2        Agamben remarque que les Petites misères de la vie humaine de Grandville (publié en 1843) “nous donne l’une des premières représentations d’un phénomène qui devait devenir de plus en plus familier à l’homme : la mauvaise conscience à l’égard des objets. Dans un robinet qui fuit et que l’on ne peut fermer, dans un parapluie qui se retourne, dans une botte impossible à chausser comme à ôter, de sorte que le pied y reste obstinément pris (...) Grandville découvre prophétiquement, au-delà de la simple mésaventure fortuite, la marque d’un nouveau rapport entre hommes et choses”. (Giorgio Agamben, Stanze)

3        “Cette phrase, au lieu de décrire l’objet comme l’aurait fait un titre, était destinée à emporter l’esprit du spectateur vers d’autres régions plus verbales”, a-t-il écrit plus tard. Duchamp était un joueur de scrabble. (Il adorait les jeux de mots et les anagrammes.)

4        Les seuls qui parlent dans ce film sont le patron de l’usine et un enregistreur. Quand le héros doit chanter, il a oublié les paroles.

5        “Depuis le camelot des boulevards jusqu’aux élégants au foyer de l’Opéra, il n’y a pas une figure de la vie parisienne que le physiologue n’ait croquée.” (Walter Benjamin, Charles Baudelaire)

6        Xiao Xia m’a parlé d’un livre (dont on a fait un film) qui montre l’évolution d’une société par les changements que subit un salon de thé.

7        Je ne parle pas de peintures. On doit subir une oeuvre d’art, on doit la scruter, renifler et goûter, on doit avoir envie de la manger. On peut aussi la taxer, à l’aide d’un magazine illustré ou dans un catalogue. Mais on n’en parle pas dans un texte.

8        Dans la terminologie marxiste, “scientifique” veut dire “politique”.
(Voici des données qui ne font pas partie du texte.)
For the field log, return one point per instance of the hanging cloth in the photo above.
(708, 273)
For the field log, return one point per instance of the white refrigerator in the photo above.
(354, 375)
9        D’après Benjamin, la valeur cultuelle s’oppose à la valeur d’exposition. “La valeur cultuelle d’une oeuvre d’art (d’une Vénus antique, par exemple) résidait dans son fondement dans le rite, qui lui conférait sa valeur d’usage première et originale.” En avançant que le cinéma refoulait la valeur cultuelle de l’oeuvre d’art au profit de sa valeur d’exposition, Benjamin avait prévu que la véracité et l’authenticité de l’oeuvre d’art perdraient de plus en plus en importance (pour son statut d’oeuvre d’art, voir Duchamp et Warhol), mais non qu'un culte de la valeur d'exposition naîtrait et que montrer, montrer pour vendre, et même faire semblant de montrer quelque chose, deviendrait le rite dominant du 20ème siècle.

10      Si ces acrobaties à l’aveuglette ont prouvé quelque chose, c’est bien que l’esthète Benjamin devait échouer dans sa tentative de soumettre ses trouvailles à une providence salutaire. Il était le produit du même éclatement et de la même dévalorisation de la réalité qui a garanti le succès des idéologies totalitaires.

11      La plus grande oeuvre d’art serait la Mort.